The executives involved include Apple’s senior vice presidents in charge of AI and software engineering, John Giannandrea and Craig Federighi, as well as Eddy Cue, the head of services, Gurman said. The company is likely to spend about $1 billion per year on the efforts, he added.
Giannandrea, Gurman said, is overseeing development of the underlying technology behind the new AI system, and his team is revamping Siri in a way that can implement the technology. This “smarter” version of Siri could be ready as soon as next year, he said.
Federighi’s software engineering group is adding AI to the next version of iOS, Gurman said. He expects the new features to improve how both Siri and the Messages app can field questions and auto-complete sentences. The columnist said the software engineering team will also look to integrate AI into development tools like Xcode, a move that could help app developers write new applications more quickly.

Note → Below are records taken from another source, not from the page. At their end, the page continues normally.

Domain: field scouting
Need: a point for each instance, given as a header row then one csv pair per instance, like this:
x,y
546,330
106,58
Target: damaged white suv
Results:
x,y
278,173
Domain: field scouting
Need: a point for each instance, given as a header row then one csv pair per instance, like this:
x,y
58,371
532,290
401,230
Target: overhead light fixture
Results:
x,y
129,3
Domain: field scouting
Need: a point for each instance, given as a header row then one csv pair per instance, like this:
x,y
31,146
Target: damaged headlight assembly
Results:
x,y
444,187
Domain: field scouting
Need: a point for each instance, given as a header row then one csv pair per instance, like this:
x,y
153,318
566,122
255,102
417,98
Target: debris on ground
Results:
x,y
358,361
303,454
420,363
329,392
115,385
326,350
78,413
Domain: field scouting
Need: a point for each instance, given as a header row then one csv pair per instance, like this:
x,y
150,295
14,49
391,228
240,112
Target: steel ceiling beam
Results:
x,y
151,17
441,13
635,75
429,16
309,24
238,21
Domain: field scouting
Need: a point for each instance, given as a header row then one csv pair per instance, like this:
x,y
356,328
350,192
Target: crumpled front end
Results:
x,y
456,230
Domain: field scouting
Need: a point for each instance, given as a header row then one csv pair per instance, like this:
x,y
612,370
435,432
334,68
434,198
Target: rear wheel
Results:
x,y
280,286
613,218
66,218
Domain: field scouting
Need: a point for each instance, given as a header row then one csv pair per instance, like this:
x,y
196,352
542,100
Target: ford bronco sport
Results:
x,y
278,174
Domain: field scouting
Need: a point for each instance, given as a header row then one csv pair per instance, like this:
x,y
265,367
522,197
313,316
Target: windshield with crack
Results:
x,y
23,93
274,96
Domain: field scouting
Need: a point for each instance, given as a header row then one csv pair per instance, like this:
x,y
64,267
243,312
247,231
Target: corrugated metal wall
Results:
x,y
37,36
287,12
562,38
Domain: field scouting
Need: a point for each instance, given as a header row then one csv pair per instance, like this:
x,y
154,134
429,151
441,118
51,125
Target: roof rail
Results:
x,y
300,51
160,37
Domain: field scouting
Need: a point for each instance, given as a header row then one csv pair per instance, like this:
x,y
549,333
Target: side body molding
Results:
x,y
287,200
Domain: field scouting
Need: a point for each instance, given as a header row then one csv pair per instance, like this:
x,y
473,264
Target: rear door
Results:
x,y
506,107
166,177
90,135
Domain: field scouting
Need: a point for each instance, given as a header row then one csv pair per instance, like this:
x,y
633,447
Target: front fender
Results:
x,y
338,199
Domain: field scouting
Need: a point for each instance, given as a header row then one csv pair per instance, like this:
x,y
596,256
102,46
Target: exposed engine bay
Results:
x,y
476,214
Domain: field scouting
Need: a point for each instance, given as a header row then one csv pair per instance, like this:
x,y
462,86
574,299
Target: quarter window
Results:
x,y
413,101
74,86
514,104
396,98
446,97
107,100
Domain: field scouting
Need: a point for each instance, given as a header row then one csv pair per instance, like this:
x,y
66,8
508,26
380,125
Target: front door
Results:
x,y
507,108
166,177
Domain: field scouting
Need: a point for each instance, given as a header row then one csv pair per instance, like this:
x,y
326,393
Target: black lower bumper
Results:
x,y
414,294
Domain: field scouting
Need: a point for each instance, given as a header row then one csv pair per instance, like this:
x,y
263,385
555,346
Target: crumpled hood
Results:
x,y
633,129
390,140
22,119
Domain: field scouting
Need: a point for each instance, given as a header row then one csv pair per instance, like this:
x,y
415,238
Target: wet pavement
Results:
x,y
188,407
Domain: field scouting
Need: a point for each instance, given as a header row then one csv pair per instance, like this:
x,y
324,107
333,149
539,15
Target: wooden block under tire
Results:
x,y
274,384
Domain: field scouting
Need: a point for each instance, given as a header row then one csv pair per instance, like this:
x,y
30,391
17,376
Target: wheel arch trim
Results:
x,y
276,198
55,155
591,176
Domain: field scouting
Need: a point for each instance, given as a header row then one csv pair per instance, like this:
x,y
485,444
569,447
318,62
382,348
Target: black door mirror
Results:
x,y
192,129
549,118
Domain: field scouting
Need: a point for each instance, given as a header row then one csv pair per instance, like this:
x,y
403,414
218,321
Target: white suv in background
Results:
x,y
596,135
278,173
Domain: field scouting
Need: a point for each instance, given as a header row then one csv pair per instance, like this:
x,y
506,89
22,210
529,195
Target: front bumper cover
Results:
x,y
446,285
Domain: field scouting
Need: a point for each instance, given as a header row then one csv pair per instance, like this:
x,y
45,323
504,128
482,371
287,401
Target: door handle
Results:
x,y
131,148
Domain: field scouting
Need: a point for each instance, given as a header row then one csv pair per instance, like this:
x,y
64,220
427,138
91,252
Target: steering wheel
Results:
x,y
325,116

Cue’s team, on the other hand, is pushing to add AI to as many apps as possible, including Apple Music, Gurman said.
The Apple team, however, is debating whether to deploy AI as a completely on-device experience, a cloud-based setup or something in between, Gurman said.
“Generative AI has quickly become much more than a buzzword and will be central to the next several decades of computing,” he said.
Apple ended Friday’s session down 1.47% at $172.88, according to Zenger News Pro data.